[RFC,v4,56/69] pick_link(): more straightforward handling of allocation failures

From: Al Viro <viro@zeniv.linux.org.uk>

From: Al Viro <viro@zeniv.linux.org.uk>

pick_link() needs to push onto stack; we start with using two-element
array embedded into struct nameidata and the first time we need
more than that we switch to separately allocated array.

Allocation can fail, of course, and handling of that would be simple
enough - we need to drop 'link' and bugger off.  However, the things
get more complicated in RCU mode.  There we must do GFP_ATOMIC
allocation.  If that fails, we try to switch to non-RCU mode and
repeat the allocation.

To switch to non-RCU mode we need to grab references to 'link' and
to everything in nameidata.  The latter done by unlazy_walk();
the former - legitimize_path().  'link' must go first - after
unlazy_walk() we are out of RCU-critical period and it's too
late to call legitimize_path() since the references in link->mnt
and link->dentry might be pointing to freed and reused memory.
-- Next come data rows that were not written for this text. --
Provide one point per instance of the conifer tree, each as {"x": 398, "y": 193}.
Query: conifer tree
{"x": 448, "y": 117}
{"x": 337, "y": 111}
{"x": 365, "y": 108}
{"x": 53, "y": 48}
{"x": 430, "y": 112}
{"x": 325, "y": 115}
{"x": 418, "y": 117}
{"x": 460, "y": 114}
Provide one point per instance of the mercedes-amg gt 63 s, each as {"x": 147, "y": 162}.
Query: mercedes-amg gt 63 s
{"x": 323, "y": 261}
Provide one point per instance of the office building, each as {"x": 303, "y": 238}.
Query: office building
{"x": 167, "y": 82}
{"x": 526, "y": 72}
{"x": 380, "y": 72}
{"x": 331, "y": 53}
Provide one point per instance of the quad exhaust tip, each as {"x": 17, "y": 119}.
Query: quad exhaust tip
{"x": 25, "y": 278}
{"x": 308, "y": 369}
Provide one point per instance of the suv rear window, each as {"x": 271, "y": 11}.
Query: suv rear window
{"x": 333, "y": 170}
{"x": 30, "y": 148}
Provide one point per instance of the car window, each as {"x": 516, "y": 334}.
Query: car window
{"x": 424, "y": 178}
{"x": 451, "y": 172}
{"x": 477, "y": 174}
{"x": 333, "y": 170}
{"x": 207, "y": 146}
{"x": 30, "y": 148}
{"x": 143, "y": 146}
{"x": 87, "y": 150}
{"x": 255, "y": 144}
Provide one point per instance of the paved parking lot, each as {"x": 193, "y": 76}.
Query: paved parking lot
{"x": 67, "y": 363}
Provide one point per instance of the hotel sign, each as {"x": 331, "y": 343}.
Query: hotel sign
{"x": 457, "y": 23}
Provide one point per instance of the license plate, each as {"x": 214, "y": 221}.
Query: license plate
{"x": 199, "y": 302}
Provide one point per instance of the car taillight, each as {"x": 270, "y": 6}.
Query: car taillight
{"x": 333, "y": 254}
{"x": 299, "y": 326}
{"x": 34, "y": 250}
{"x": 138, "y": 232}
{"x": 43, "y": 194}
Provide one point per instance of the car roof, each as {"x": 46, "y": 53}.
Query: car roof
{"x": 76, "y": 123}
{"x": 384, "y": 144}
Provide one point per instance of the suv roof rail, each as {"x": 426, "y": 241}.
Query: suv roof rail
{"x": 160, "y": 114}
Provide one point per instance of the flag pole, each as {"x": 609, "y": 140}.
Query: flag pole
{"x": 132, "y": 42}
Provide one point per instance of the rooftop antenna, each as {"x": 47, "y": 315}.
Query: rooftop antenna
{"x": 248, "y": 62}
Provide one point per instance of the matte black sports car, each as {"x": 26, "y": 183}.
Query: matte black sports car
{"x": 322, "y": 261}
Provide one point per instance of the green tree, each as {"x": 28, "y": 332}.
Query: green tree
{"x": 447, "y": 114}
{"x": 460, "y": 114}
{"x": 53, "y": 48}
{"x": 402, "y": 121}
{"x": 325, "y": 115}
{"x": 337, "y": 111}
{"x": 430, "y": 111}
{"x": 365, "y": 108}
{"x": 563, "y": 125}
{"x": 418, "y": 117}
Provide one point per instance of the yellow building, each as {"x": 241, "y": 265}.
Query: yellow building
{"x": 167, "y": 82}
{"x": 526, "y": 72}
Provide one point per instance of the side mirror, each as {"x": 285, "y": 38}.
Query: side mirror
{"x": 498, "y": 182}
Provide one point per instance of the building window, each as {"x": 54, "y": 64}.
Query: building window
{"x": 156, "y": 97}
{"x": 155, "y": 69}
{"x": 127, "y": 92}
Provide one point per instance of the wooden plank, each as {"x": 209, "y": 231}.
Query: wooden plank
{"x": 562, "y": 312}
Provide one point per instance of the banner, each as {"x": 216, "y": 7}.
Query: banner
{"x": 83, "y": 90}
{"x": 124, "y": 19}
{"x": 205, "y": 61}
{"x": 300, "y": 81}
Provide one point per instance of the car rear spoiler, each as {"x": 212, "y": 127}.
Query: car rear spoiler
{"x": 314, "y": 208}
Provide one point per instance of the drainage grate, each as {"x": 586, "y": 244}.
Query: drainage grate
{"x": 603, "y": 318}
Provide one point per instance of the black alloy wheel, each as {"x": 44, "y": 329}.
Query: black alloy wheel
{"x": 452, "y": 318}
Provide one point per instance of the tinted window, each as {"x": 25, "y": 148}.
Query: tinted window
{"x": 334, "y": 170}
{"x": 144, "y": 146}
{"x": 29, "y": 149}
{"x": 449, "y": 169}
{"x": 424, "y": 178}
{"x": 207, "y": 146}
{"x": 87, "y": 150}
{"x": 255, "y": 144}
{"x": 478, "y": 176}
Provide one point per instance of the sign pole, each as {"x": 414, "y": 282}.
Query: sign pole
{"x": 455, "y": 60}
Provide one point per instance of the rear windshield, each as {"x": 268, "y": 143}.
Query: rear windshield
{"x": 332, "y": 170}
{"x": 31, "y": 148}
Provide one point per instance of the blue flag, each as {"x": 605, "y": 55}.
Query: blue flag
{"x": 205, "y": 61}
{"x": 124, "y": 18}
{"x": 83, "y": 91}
So we do legitimize_path(), then unlazy_walk().  And that's where
it gets too subtle: what to do if the former fails?  We MUST
do path_put(link) to avoid leaks.  And we can't do that under
rcu_read_lock().  Solution in mainline was to empty then nameidata
manually, drop out of RCU mode and then do put_path().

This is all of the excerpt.